L’invalidation du Privacy Shield

 
Invalidation Privacy shield
 

Le 16/07/2020, la Cour de Justice de l’Union Européenne (CJUE) , dans son arrêt dit « Schrems II » (C-311/18), a prononcé l’invalidation du Privacy Shield.
 
Concrètement, il n’est plus possible de s’appuyer sur ce dernier pour transférer les données vers les États-Unis.
C’est illégal, et sans délai !

 

Le privacy Shield, c’est quoi ?

Avant le 16/07/2020, il était possible de transférer des données vers les États-Unis sous couvert du Privacy Shield.
 
Le Privacy Shield était une décision d’adéquation adoptée en 2016 par la Commission Européenne permettant le transfert de données entre l’Union Européenne et les entreprises américaines adhérant à ses principes de protection des données sans autre formalité.
Mais alors que faire ?

 

Comment la décision affecte le transfert de données ?

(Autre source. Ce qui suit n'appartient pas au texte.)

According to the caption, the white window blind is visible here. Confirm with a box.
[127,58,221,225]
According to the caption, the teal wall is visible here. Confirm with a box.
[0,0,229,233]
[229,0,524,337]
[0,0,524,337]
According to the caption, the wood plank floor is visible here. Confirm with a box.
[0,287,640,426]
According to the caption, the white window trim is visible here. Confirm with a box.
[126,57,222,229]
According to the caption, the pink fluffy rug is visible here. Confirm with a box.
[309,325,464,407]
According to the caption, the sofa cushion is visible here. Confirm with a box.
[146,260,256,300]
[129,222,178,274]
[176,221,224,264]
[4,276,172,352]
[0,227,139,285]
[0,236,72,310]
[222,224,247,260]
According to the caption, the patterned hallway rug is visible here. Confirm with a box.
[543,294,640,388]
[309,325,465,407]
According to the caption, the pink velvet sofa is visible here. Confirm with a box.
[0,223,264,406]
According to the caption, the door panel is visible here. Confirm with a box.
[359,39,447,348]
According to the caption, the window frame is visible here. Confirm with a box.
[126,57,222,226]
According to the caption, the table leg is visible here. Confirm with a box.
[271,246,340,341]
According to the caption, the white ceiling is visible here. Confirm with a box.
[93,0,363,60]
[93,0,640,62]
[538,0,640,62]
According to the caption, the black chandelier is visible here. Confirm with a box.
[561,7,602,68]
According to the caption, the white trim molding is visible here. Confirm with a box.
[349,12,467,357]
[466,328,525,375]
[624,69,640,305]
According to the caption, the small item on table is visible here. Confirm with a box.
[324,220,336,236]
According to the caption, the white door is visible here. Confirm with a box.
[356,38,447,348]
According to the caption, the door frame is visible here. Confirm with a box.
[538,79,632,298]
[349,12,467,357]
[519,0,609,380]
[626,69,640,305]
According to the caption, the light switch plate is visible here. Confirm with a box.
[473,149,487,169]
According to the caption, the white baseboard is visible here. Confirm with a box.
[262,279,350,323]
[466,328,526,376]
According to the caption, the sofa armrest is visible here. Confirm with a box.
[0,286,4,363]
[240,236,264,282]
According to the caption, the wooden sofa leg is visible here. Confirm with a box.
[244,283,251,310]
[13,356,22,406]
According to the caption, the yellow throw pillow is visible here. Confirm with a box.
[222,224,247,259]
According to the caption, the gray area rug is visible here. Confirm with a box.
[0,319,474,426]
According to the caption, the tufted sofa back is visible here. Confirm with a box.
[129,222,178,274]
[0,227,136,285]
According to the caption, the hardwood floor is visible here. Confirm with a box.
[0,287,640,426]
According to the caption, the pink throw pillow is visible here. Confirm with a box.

La CJUE a tout de même validé les CCT qui encadrent les transferts en dehors de l’UE vers les États-Unis (ou tout autre pays tiers).
 
Il faut donc revoir tous les contrats, et y intégrer les CCT de la Commission Européenne. Malheureusement, les CCT ou les BCR seules ne suffisent plus, elles sont inopérantes.
 
Les États-Unis ont une législation sur la protection des données assez incomplète, qui est loin d’offrir le même niveau de protection que l’Union Européenne.
Pour preuve le CLOUD Act permet aux autorités américaines (sous certaines conditions) d’avoir accès aux données de citoyens du monde si elles se trouvent sur des serveurs de société relevant du droit américain, peu importe la localisation de ces serveurs.
 
Il faut donc comprendre que les données sur les serveurs de Microsoft ou Amazon Web Services situés en France peuvent être accessibles par le FBI. Et ces sociétés ne sauraient s’y soustraire.
 
C’est une des raisons principales pour lesquelles la CJUE a invalidé le Privacy Shield. Pour rappel, en 2016, l’ex-G29 était déjà préoccupé par le CLOUD Act dont le Privacy Shield n’éliminait pas le risque.

 

Nos recommandations

Il va donc falloir amorcer une transition pour ne plus utiliser de logiciels SaaS made in USA (qui sont clairement montrés du doigt), tout rapatrier en Europe, et utiliser des équivalents Européens (Tixeo pour la visioconférence, Olvid pour la messagerie instantanée, …).
 
Il est également possible d’utiliser des solutions open-sources à installer en Europe (cloud ou on-premise).
 
Avec un peu de temps, de volonté et de recherche, vous finirez par les trouver !
 
En ce qui concerne les données de santé : on s’interdit de les héberger chez des opérateurs américains (tels Azure, AWS) , même s’ils sont certifiés ou agréés Hébergeurs de Données de Santé en France.
 
Ainsi, on suit les recommandations de la CNIL, et on se tourne par conséquent vers des OVH, AZ Network ou encore Bretagne Télécom pour héberger sa solution (voir la liste).